Data retrieval and processing
In total, 244 patients with RP in LMBB syndrome were included in this study. The data were retrieved from the electronic medical record database and segregated in a single excel sheet. The columns included data on demographics, clinical presentation, and ocular diagnosis and were exported for analysis. The excel sheet with the required data was then used for analysis by using the appropriate statistical software. Standardized definitions were used for geographic locations, occupations, pedigree-based family history, and socioeconomic status.[16] The visual acuity was classified according to the guidelines of the WHO.[17]
Statistical analysis
Descriptive statistics using mean ± standard deviation and median with interquartile range (IQR) were used to elucidate the demographic data. Chi-square test (Stata software, Stata Corp. 2015. College Station, TX: Stata Corp LP) was used for univariate analysis to detect significant differences in the distribution of demographics features between patients with RP and the overall population.
Results
Prevalence
Of the 2,541,810 patients who presented across the network during the study period, 244 patients were diagnosed with LMBB syndrome and RP in at least one eye, translating into a hospital-based prevalence rate of 0.010% or 1000/100,000 population.
Age
The mean and median age of patients with retinitis pigmentosa with LMBB syndrome was 15.22 ± 7.56 and 14 (IQR: 10–18.5) years, respectively. The majority among them were in the age group of 11–20 years (133/244, i.e., 54.50%). Sixty four (26.22%) were in the age group of 0–10 years; 45 (18.44%) were in the age group of 20–40 years. Only two (0.82%) patients were in the age group of 40–50 years. The decade-wise distribution of age is described in Fig. 1.
Figure 1
Bar graph showing the decade-wise distribution of Laurence–Moon–Bardet–Biedl (LMBB) syndrome patients
Bar graph showing the decade-wise distribution of Laurence–Moon–Bardet–Biedl (LMBB) syndrome patients
Sex
There were 164 (67.21%) male and 80 (32.78%) female patients. The overall prevalence of retinitis pigmentosa was significantly greater (P < 0.0001) in males (0.67%; 164/1,371,479) as compared to females (0.32%; 80/1,170,331).

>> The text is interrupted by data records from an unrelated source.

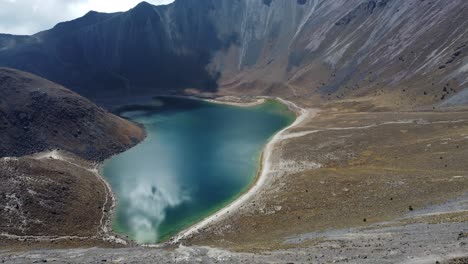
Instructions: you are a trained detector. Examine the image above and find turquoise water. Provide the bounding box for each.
[102,97,295,243]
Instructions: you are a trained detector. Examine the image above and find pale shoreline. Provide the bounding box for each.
[166,97,318,246]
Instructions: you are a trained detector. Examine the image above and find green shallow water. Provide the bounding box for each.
[102,97,295,244]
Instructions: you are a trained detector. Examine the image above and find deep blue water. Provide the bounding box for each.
[103,97,294,243]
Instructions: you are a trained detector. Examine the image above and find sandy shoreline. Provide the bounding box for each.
[166,97,318,244]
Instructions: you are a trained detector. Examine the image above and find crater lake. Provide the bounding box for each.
[101,97,295,244]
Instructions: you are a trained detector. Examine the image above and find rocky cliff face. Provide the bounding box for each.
[0,0,468,106]
[0,68,144,161]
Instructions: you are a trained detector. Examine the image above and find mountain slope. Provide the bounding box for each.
[0,68,144,161]
[0,0,468,106]
[0,68,144,243]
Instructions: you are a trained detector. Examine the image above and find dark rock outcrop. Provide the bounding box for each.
[0,68,144,161]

Rural-urban-metropolitan distribution
There were 110 (45.08%) patients of retinitis pigmentosa with LMBB syndrome from rural districts, 100 (40.98%) from urban districts, and 34 (13.93%) from metropolitan regions. The prevalence of retinitis pigmentosa was higher (P < 0.00001) in the rural community.
Occupation
Of the 244 patients with retinitis pigmentosa and LMBB syndrome, a majority (182; 74.59%) were students, nine (3.69%) were professionals, four (1.64%) were homemakers; three (1.23%) were manual laborers, and in the remaining 46 (18.86%), the occupational category was not available/applicable. The overall prevalence of retinitis pigmentosa and LMBB syndrome in students (0.042%; 182/434,713) was significantly higher (P < 0.00001) in comparison to other professions.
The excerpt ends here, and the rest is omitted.